The bond may not be – and often is not – the exact value of the ruling. In some cases it is significantly larger since it is intended to cover interest or other costs which may arise on appeal.

A supersedeas bond is often paid in full – and may be handled via insurance or underwriting in some cases.

==Supersedeas bond rules in the United States==
The amount and availability of a supersedeas bond depends on state regulations and case specifics.

In New Jersey, the posting of a bond is not required to appeal a decision. However, if the party wishes to stay a judgment during the appeal, a motion must be made with the Superior Court, and the court can require the posting of a bond or cash deposit under R.2:9-5 and R.2:9-6. The same rule applies in Delaware under the state constitution as well as the court rules.

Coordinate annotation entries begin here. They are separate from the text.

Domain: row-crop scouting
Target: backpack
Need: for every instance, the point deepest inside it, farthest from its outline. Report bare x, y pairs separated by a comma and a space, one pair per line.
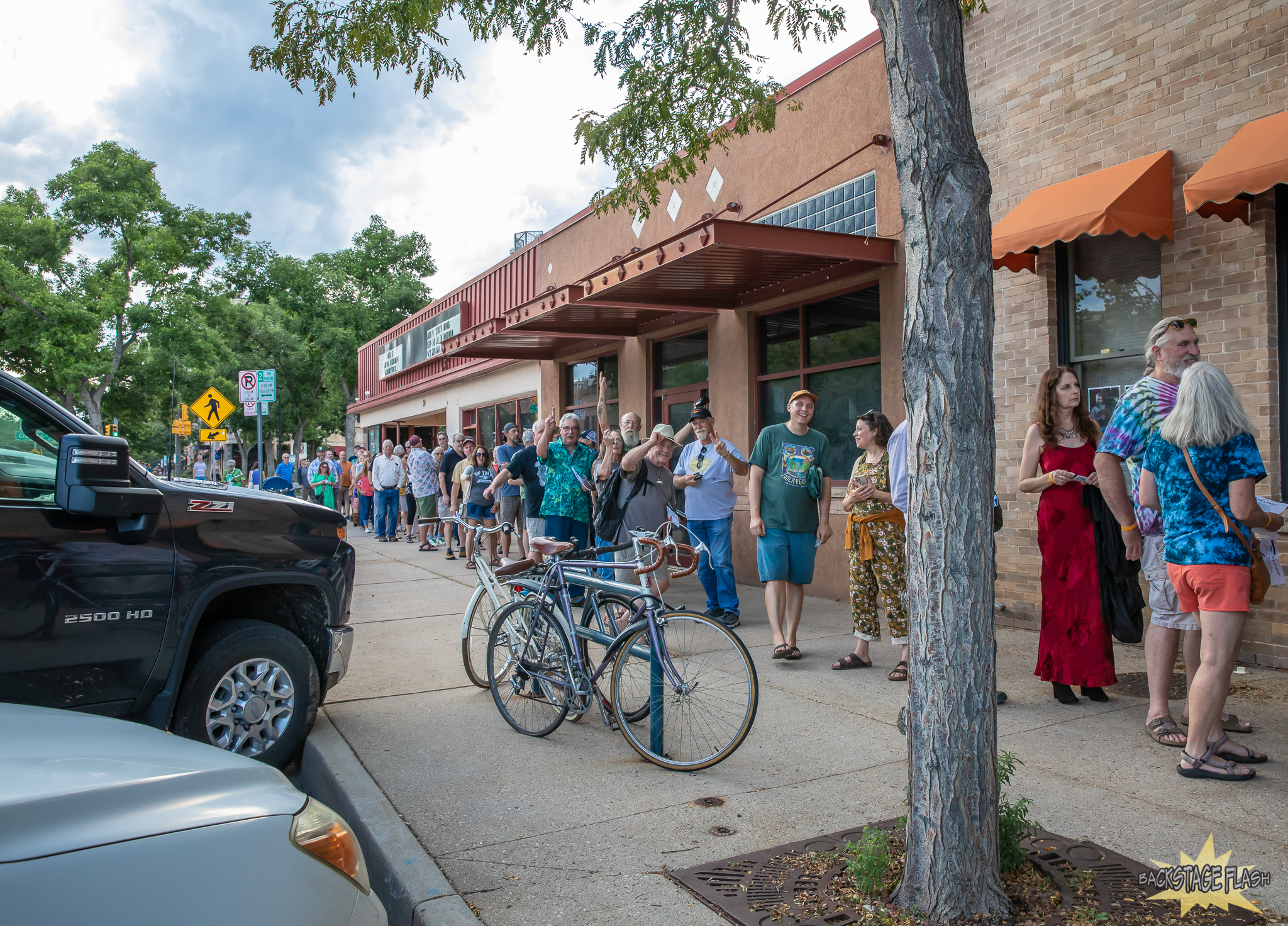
609, 515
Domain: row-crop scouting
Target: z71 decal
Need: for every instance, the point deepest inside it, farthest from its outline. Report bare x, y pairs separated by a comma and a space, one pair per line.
209, 505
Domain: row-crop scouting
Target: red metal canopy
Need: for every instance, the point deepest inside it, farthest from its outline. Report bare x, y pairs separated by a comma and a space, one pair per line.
724, 264
567, 311
494, 338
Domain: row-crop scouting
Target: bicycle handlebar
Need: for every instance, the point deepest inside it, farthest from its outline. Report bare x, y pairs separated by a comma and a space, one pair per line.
684, 548
661, 555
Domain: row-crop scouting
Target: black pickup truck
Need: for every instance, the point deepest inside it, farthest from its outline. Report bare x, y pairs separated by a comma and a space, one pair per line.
218, 613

Arizona Rules of Civil Appellate Procedure, Rule 7, provides that "except in cases involving custody of children", an appellant may obtain a stay on a lower court judgment and all other further proceedings by filing a supersedeas bond in the Superior Court.

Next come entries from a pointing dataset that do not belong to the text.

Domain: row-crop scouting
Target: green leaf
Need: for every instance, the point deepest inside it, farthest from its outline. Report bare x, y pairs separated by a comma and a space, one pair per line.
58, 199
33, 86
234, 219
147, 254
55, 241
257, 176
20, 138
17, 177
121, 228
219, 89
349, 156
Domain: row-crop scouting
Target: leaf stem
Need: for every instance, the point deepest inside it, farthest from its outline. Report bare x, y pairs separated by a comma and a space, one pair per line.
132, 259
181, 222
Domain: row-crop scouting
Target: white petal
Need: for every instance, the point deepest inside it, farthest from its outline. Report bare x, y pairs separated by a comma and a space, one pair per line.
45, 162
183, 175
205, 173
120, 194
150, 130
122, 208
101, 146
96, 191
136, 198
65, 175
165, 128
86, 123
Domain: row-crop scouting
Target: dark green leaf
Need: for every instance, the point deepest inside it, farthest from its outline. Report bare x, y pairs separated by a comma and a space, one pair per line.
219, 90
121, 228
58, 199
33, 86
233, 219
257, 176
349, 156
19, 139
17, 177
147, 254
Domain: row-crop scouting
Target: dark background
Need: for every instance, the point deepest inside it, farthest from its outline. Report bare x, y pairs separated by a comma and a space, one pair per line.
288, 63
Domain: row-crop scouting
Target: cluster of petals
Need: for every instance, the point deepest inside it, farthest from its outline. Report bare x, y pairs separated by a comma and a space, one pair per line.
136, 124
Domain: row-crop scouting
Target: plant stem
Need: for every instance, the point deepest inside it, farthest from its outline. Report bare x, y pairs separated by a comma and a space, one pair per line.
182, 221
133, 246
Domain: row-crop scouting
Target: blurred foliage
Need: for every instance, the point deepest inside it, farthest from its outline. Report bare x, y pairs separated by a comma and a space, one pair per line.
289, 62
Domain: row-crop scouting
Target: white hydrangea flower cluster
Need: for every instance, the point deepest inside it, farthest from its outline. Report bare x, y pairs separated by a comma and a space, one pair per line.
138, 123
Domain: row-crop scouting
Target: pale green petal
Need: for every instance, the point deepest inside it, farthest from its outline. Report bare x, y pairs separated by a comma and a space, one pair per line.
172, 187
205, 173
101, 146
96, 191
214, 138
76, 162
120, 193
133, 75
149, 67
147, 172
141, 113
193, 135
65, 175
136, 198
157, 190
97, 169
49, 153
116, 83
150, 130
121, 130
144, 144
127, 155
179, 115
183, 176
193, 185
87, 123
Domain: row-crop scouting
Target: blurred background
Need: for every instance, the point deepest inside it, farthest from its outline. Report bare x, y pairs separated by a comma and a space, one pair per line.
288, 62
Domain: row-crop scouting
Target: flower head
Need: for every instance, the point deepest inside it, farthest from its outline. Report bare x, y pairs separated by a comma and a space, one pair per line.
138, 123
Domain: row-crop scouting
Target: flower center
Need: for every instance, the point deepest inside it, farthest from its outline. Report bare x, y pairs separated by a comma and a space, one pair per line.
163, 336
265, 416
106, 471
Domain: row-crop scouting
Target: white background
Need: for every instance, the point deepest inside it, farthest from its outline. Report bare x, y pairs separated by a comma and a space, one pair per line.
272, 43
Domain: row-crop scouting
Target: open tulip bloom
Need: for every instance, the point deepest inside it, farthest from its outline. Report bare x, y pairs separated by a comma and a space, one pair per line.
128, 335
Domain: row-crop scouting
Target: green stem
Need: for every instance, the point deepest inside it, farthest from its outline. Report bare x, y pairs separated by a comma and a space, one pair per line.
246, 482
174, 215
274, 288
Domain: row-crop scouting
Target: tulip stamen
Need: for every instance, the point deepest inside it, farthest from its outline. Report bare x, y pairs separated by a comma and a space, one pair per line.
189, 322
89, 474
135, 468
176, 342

In California, for instance, the supersedeas bond amount must be 150% of the judgment amount, whereas in Florida, the amount may include two years of statutory interest for those fees.

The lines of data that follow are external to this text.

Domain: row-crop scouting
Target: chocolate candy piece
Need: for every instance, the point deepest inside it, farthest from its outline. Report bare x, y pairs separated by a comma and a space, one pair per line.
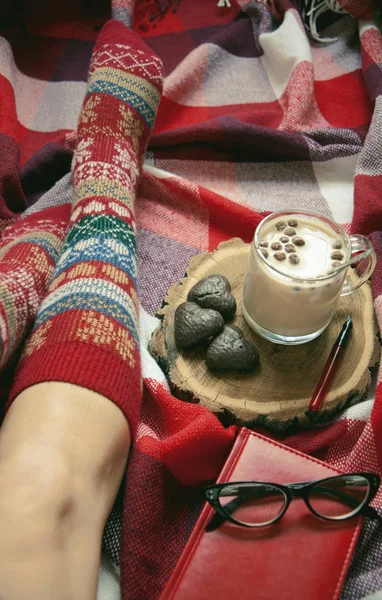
337, 255
298, 241
290, 231
193, 324
280, 225
230, 351
276, 246
214, 292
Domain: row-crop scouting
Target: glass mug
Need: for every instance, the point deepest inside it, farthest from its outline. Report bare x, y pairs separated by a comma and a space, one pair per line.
294, 308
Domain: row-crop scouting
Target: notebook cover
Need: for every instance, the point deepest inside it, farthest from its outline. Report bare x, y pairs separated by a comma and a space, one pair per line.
299, 557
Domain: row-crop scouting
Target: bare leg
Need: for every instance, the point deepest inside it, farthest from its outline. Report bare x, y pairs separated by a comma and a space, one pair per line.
63, 450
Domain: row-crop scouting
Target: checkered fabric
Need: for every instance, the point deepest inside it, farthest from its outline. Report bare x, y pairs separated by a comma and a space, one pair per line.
254, 117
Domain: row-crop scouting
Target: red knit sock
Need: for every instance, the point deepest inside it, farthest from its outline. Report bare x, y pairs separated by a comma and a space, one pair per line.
86, 331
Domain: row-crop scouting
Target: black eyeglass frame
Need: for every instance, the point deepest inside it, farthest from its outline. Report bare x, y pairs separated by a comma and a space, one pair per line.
290, 491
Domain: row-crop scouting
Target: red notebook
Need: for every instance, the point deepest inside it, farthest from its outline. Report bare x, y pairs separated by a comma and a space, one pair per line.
299, 557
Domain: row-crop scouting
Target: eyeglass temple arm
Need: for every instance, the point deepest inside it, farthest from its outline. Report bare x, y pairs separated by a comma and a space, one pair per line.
366, 510
218, 519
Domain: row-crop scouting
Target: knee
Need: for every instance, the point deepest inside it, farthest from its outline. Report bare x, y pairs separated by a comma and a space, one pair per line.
37, 500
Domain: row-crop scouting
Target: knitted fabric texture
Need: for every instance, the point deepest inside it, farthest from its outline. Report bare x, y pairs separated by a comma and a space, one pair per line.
88, 320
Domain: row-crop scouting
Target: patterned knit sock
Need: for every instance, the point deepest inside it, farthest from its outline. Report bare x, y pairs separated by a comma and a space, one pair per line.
29, 250
86, 331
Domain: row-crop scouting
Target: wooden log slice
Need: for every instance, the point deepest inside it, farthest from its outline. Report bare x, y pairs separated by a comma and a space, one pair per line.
277, 393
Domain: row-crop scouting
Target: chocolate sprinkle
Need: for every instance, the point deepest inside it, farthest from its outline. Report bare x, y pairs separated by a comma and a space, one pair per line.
276, 246
280, 225
337, 255
298, 241
294, 259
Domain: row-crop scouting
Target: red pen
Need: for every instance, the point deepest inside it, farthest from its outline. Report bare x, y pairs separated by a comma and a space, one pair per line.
331, 367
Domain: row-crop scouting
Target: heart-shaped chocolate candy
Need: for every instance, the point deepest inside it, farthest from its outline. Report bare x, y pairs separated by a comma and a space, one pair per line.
230, 351
214, 292
194, 324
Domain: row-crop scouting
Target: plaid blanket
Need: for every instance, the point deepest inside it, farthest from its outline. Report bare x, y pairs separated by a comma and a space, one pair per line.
254, 117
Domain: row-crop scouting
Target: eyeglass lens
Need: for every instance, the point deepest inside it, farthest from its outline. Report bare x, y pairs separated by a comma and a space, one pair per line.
339, 497
253, 505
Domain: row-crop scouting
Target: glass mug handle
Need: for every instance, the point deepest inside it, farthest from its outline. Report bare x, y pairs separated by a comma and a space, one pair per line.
363, 258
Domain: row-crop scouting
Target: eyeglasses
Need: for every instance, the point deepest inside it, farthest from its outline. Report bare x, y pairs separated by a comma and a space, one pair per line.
259, 503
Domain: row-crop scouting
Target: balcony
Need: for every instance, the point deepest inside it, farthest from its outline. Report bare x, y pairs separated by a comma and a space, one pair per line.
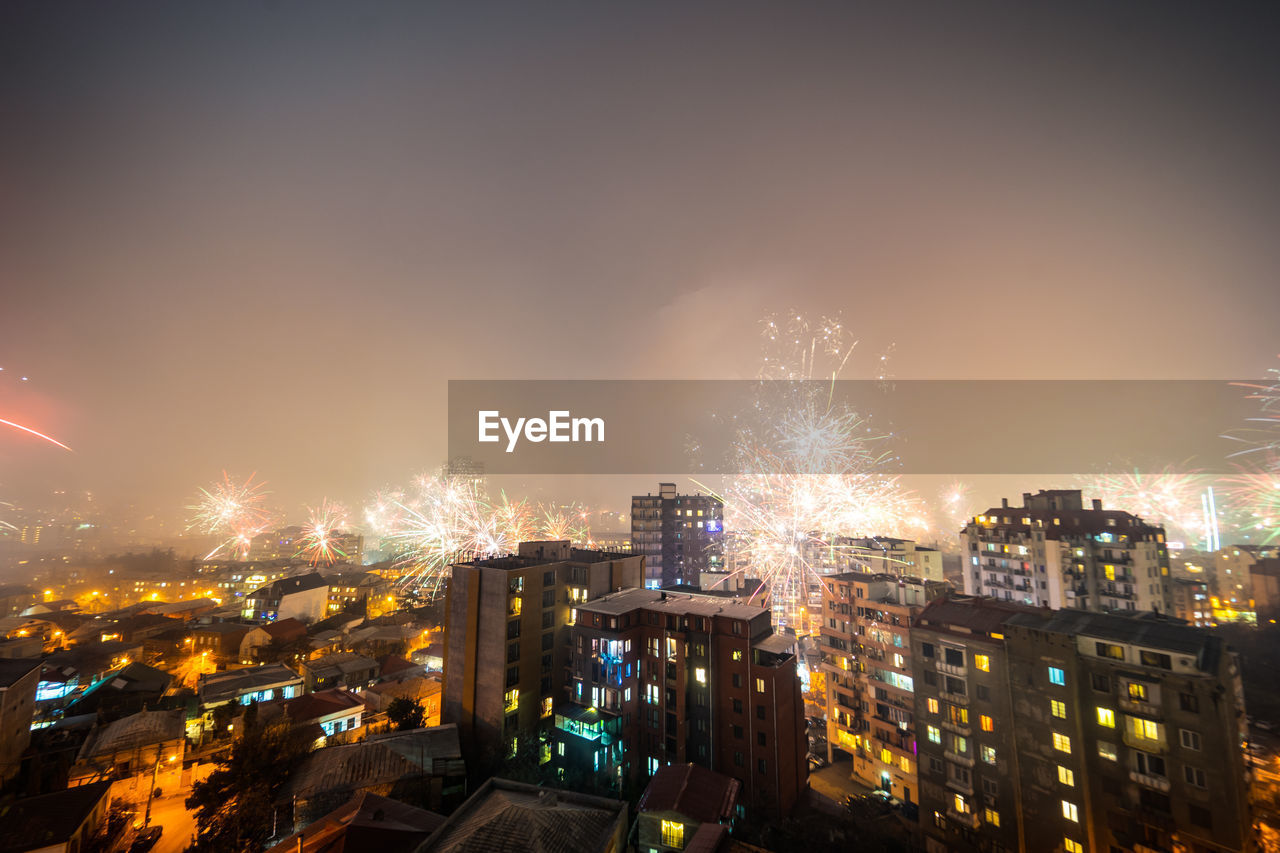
1157, 783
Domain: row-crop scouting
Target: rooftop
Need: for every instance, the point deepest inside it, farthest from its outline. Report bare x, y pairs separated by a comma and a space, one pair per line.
49, 820
691, 790
512, 816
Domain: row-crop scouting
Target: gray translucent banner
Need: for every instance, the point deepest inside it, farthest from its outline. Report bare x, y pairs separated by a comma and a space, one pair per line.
908, 427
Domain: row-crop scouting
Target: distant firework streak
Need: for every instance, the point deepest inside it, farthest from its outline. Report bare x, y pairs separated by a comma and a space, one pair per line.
36, 433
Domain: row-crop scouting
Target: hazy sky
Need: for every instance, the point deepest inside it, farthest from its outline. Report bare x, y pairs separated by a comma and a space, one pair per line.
263, 236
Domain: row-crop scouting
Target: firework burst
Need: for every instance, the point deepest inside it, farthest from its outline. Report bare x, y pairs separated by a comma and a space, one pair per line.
813, 474
234, 511
320, 541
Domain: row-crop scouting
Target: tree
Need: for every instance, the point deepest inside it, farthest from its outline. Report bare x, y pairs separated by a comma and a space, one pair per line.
406, 714
234, 806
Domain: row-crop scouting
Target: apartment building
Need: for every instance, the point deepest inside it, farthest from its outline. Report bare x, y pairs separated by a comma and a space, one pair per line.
661, 679
679, 536
1052, 552
865, 656
507, 642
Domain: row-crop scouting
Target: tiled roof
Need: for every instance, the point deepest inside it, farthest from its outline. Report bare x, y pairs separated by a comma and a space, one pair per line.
691, 790
511, 816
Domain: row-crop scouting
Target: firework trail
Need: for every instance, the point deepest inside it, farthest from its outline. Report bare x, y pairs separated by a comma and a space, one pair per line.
319, 542
1262, 434
233, 511
1168, 497
813, 474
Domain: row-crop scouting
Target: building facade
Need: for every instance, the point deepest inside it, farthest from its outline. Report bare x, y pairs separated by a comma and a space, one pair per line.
1052, 552
679, 536
661, 679
507, 632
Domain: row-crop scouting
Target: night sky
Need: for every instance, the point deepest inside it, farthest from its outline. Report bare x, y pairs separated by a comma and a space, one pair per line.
264, 236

In Florida, the amount of a supersedeas bond is limited to no more than $50 million per appellant. State supreme court justice Carlson seems to be concerned with how the state has failed to differentiate between supersedeas and cost bonds. Which he stated "is problematic, because these terms are not synonymous. The bond required to perfect an appeal is a cost bond, which is sometimes referred to as an appeal bond. The bond required to obtain a stay of execution of a judgment while the judgment is being appealed is a supersedeas bond, also referred to as an appeal bond."

In Texas, the amount of a supersedeas bond (referred to as "security for judgments pending appeal" in the Texas Civil Practice and Remedies Code) is determined as follows:
- Under subsection (a), the amount of the bond must equal 1) the amount of compensatory damages awarded in the judgment, 2) interest for the estimated duration of the appeal, and 3) costs awarded in the judgment.
- Under subsection (b), notwithstanding the requirements of subsection (a), the security cannot exceed the lesser of 1) 50 percent of the judgment debtor's net worth or 2) USD$25 million.
- Under subsection (c), if the judgment debtor shows that the amount of the security would cause "substantial economic harm", the trial court is required to lower it to an amount that would not cause such harm.
- Subsection (d) allows an appellate court to review and modify the amount of security, but not to exceed the limitations above.
- Subsection (e) permits a trial court to enter orders preventing dissipation or transfer of assets to avoid satisfaction of the judgment, but not so as to prohibit use, transfer, conveyance, or dissipation of assets in the normal course of business.

==Bond advantages==
Obtaining a supersedeas bond may appear to be judicial red tape; however, it serves the best interest of the defendant and plaintiff. The appellant uses a supersedeas bond to stay the execution of the judgment, meaning the appellant does not have to pay the full amount of the judgment until the appellate court makes a ruling and then only if the ruling is to affirm the judgment. A surety bond also replaces the need for collateral. The plaintiff, or party to whom the money judgment is awarded, is fully protected by the bond and ensured payment, that is if the appealing party can afford the bond.